A philosophy professor stood before his class with some items on the table in front of him. When the class began, wordlessly he picked up a very large and empty mayonnaise jar and proceeded to fill it with rocks, about 2 inches in diameter. He then asked the students if the jar was full. They agreed that it was.
The professor then picked up a box of pebbles and poured them into the jar. He shook the jar lightly. The pebbles, of course, rolled into the open areas between the rocks. He then asked the students again if the jar was full. They agreed it was.
Then the professor picked up a box of sand and poured it into the jar. Of course, the sand filled up everything else. He then asked once more if the jar was full. The students responded with a unanimous “Yes.”
“Now,” said the professor, “I want you to recognize that this jar represents your life. The rocks are the important things – your family, your partner, your health, and your children – things that if everything else was lost and only they remained, your life would still be full. The pebbles are the other things that matter – like your job, your house, your car. The sand is everything else…the small stuff. If you put the sand into the jar first, there is no room for the pebbles or the rocks. The same goes for your life.
If you spend all your time and energy on the small stuff, you will never have room for the things that are important to you. Pay attention to the things that are critical to your happiness. Play with your children. Take your partner out dancing. There will always be time to go to work, clean the house, give a dinner party and fix the disposal.
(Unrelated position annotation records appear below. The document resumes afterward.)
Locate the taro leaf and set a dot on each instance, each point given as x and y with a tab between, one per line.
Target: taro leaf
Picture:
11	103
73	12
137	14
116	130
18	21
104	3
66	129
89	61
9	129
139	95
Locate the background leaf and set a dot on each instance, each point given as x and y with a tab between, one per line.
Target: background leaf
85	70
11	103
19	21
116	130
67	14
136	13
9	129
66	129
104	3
Take care of the rocks first – the things that really matter. Set your priorities. The rest is just sand.”
This story may seem senseless to some. But, all it takes is one crisis, one cancer report, one significant failure, or one loss by death or failure, to really discover what matters in life. Don’t let the small stuff take up your time, energy and resources. An unknown author said, “Refuse to fight small battles with petty people. Your life is bigger and better that.”
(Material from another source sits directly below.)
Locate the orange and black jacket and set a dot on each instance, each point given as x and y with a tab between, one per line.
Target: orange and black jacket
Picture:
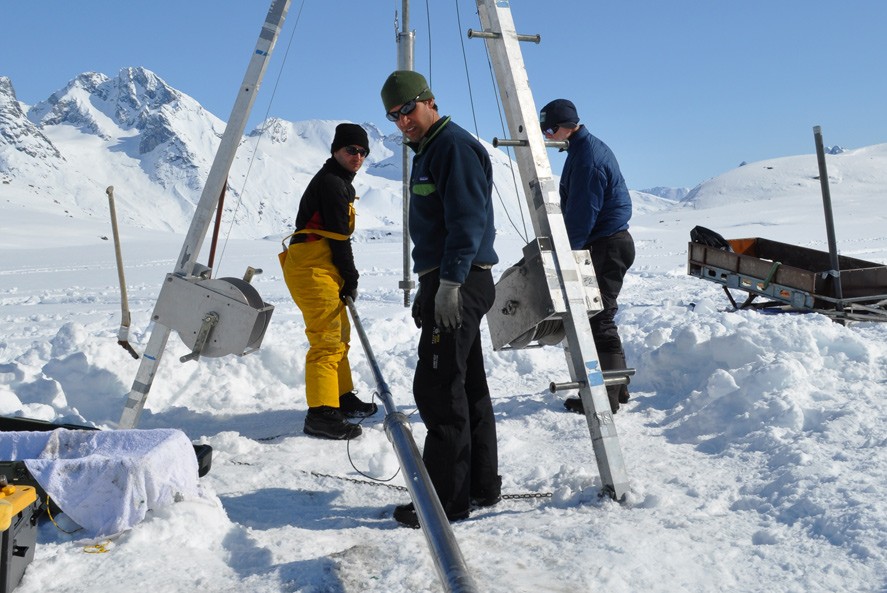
326	205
Melchor Kim says, “Truthfully, the most important thing in life is knowing what the most important things in life are and prioritizing them accordingly. Maturity is not when we start speaking big things. It is when we understand small things.” In other words, as Suman Rai says, “When we start to recognize that don’t have all the time in the world, we see our priorities most clearly.”
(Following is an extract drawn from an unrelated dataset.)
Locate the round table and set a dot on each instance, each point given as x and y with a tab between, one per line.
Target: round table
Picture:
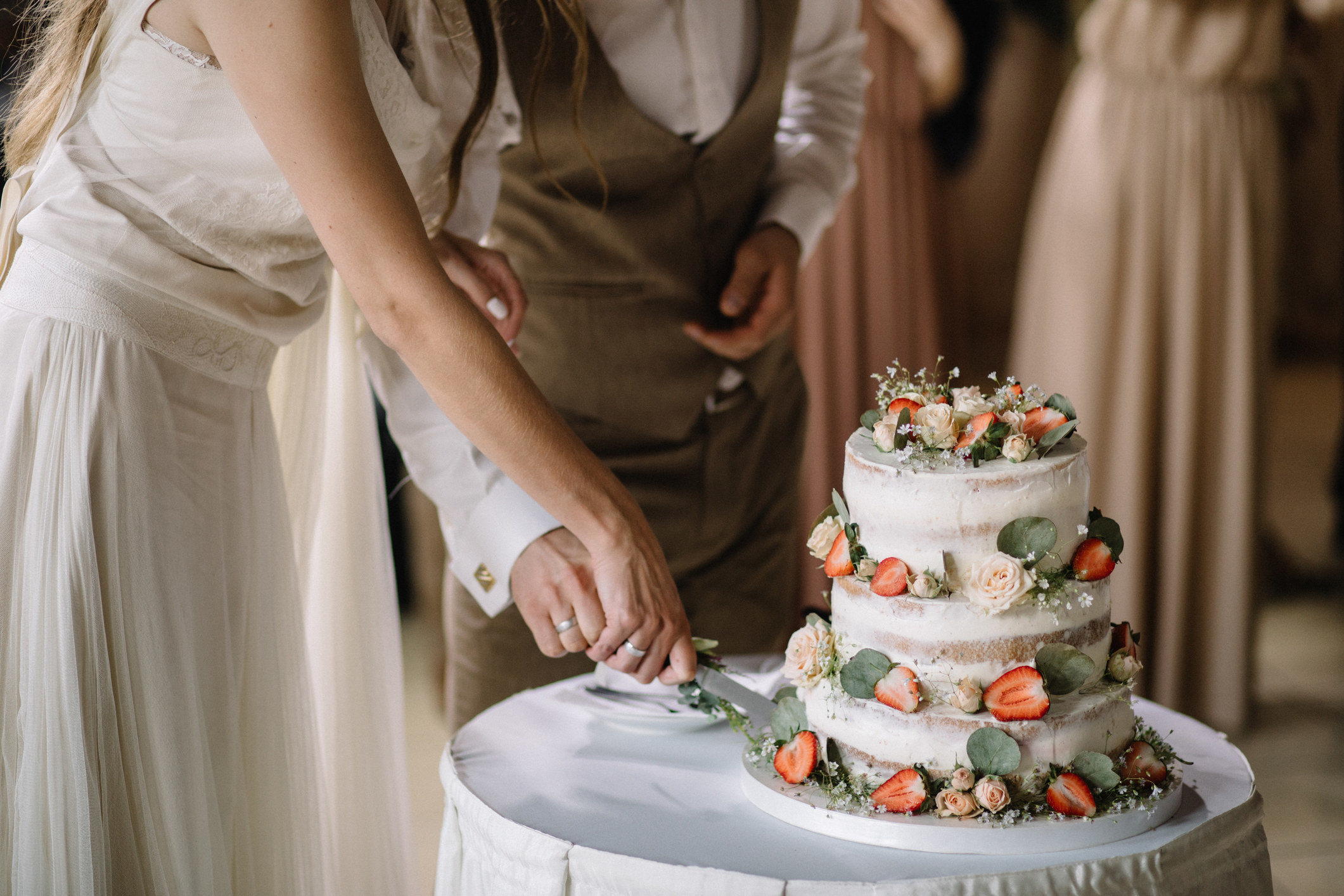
542	800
In many ways, the entire life of Jesus was about setting priorities and adhering to them. When he said, “Let the dead bury the dead’” to the excuse-filled man, He was speaking about the need not to be distracted from the real and most important goal, even in those emergency situations that claim our attention (Matthew 6:3). In other words, get your priorities straight and everything else will fall into place.
Don’t fear failure. Instead, fear succeeding at something that doesn’t matter.
Another big thing to consider is receiving Christ into your life. In fact, it’s the most imperative decision you will ever make. Christ is called The Rock of Ages. Your salvation is the biggest rock among those rocks. And, your salvation matters.